I HATE Anti-siphon valves!
For those of you who don't have them, consider yourself lucky!
This house was built before the anti-siphon valve was required by most plumbing codes on outside hose faucets. I needed a new long-necked anti-freeze valve some years ago, and all of them were anti-siphon. So I bought one by American Valve.
First, some terminology... the part that sticks up outside is the VACUUM BREAKER valve. It is a one-way valve that keeps water IN when the valve is ON, and when the valve is turned OFF, it opens up under any vacuum condition to allow air in (to help break any siphon effect, like putting the working end of the hose in a pool).
More dastardly, is the Anti back-flow Check Valve that is inside the faucet body, way to the supply end. In a regular (now obsolete) freeze-proof faucet, the long shaft you turn via the handle screwed a rubber compression washer in and out, exposing/covering a hole in the casting. The washer was held onto the end of the shaft via a brass screw in the center. To change the washer, because the valve would not shut off all the way unless to murdered it closed, you turn off the house water, and unscrew the packing nut (the shaft goes through it) with a wrench, while holding the faucet body from turning, with another wrench.

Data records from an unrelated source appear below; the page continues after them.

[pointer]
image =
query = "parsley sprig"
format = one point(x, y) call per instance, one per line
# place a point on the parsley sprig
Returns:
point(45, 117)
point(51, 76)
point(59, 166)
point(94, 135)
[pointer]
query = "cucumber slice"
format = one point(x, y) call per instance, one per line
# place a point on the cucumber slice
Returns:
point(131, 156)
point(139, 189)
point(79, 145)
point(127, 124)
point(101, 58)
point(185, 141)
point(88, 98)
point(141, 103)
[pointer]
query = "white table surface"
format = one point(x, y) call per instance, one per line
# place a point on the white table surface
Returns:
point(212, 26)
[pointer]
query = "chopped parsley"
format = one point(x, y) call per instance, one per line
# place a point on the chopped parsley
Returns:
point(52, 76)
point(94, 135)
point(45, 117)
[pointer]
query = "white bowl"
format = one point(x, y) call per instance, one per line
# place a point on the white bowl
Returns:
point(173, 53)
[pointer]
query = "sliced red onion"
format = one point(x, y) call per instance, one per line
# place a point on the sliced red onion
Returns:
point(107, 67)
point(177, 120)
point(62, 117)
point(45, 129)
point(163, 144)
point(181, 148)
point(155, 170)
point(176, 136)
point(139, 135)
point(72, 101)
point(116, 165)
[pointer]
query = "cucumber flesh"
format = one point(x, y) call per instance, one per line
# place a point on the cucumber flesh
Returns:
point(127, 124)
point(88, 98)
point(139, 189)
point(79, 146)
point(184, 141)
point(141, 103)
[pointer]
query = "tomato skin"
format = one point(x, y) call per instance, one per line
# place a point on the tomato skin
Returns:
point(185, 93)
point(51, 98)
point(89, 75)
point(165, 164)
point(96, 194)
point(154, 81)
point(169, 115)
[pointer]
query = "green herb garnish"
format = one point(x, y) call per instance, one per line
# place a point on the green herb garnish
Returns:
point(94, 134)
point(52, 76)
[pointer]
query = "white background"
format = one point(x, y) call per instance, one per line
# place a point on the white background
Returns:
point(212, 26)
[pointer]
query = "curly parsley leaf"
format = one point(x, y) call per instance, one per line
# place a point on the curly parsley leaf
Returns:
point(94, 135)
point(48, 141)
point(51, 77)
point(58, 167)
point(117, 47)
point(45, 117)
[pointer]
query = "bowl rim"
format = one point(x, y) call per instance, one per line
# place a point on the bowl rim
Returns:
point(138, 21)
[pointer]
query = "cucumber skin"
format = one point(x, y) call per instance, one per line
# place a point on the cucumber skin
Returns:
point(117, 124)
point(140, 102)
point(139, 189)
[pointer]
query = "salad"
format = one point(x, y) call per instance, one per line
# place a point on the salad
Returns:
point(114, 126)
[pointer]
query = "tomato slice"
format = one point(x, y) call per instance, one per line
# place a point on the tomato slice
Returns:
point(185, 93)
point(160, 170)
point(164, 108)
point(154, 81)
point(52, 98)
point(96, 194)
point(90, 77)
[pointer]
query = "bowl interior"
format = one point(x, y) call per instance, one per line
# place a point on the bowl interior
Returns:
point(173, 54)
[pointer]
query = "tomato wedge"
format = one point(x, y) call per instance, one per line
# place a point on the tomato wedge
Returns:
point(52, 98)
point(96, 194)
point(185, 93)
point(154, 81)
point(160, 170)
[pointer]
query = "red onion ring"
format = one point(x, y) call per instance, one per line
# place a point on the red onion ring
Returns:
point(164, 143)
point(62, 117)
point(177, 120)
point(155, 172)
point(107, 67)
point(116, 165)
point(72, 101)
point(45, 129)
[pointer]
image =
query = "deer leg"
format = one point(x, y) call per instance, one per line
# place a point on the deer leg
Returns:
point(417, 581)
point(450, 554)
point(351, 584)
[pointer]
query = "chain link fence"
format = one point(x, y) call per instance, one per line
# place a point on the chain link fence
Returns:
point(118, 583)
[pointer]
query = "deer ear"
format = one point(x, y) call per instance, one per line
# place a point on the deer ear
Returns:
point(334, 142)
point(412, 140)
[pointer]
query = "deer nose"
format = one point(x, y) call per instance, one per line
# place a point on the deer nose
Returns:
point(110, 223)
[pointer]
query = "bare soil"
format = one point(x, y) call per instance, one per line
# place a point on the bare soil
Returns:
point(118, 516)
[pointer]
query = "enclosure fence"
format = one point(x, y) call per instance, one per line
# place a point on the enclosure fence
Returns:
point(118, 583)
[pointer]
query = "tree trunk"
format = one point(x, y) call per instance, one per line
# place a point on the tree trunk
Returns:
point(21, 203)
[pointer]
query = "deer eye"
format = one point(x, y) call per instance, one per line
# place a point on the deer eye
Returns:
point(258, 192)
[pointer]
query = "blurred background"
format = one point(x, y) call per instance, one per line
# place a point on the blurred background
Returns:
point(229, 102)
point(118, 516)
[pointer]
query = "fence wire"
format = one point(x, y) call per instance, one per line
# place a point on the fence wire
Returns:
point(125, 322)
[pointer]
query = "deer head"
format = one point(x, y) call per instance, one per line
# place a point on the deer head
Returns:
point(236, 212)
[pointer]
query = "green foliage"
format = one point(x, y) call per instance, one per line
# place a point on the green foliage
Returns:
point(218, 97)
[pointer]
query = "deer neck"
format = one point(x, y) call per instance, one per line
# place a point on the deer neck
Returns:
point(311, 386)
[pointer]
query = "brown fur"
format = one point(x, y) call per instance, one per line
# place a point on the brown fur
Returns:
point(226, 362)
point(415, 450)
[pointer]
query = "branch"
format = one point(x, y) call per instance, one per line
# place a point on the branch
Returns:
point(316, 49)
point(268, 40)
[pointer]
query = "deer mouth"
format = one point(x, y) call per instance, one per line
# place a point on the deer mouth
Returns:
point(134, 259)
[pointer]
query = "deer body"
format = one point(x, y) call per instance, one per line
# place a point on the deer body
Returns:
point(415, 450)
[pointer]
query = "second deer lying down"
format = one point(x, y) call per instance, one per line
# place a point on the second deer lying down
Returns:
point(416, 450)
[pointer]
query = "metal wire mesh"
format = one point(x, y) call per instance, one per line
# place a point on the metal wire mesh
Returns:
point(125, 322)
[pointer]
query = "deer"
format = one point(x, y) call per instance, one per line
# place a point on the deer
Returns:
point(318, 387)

However, the new valves implement a spring-loaded valve idea back there. Where the original way was to attach the rubber washer directly onto the end of the valve shaft, the washer is now attached to a spring-loaded cup, such that the cup with attached washer can move in/out against spring pressure when the bib is ON. So when you turn the valve ON, the long shaft backs out, but the spring keeps the washer over the hole, keeping the water off... but water main pressure pushes the spring-loaded washer outwards, allowing water to flow. If city water pressure is lost while the hose bib is ON, the spring closes it, which creates the anti-backflow feature.
Sounds good, right? Uh, noooo... that spring-loaded washer is a real pain. It likes to oscillate open/closed like a motor boat under certain and extremely common conditions. An impulse sprinkler drives it nuts. Often, when using the hose outside, if someone inside turns on a faucet near the hose bib, the whole house cold water system can hammer away in resonance. Also, the spring-loaded washer can stick when not used frequently, creating the odd effect of turning the valve knob ON, and no water flows, then suddenly does. Can be very hard to regulate flow.
I would have put my old valve back in, but its body was worn out, the long valve shaft wobbled too much on it.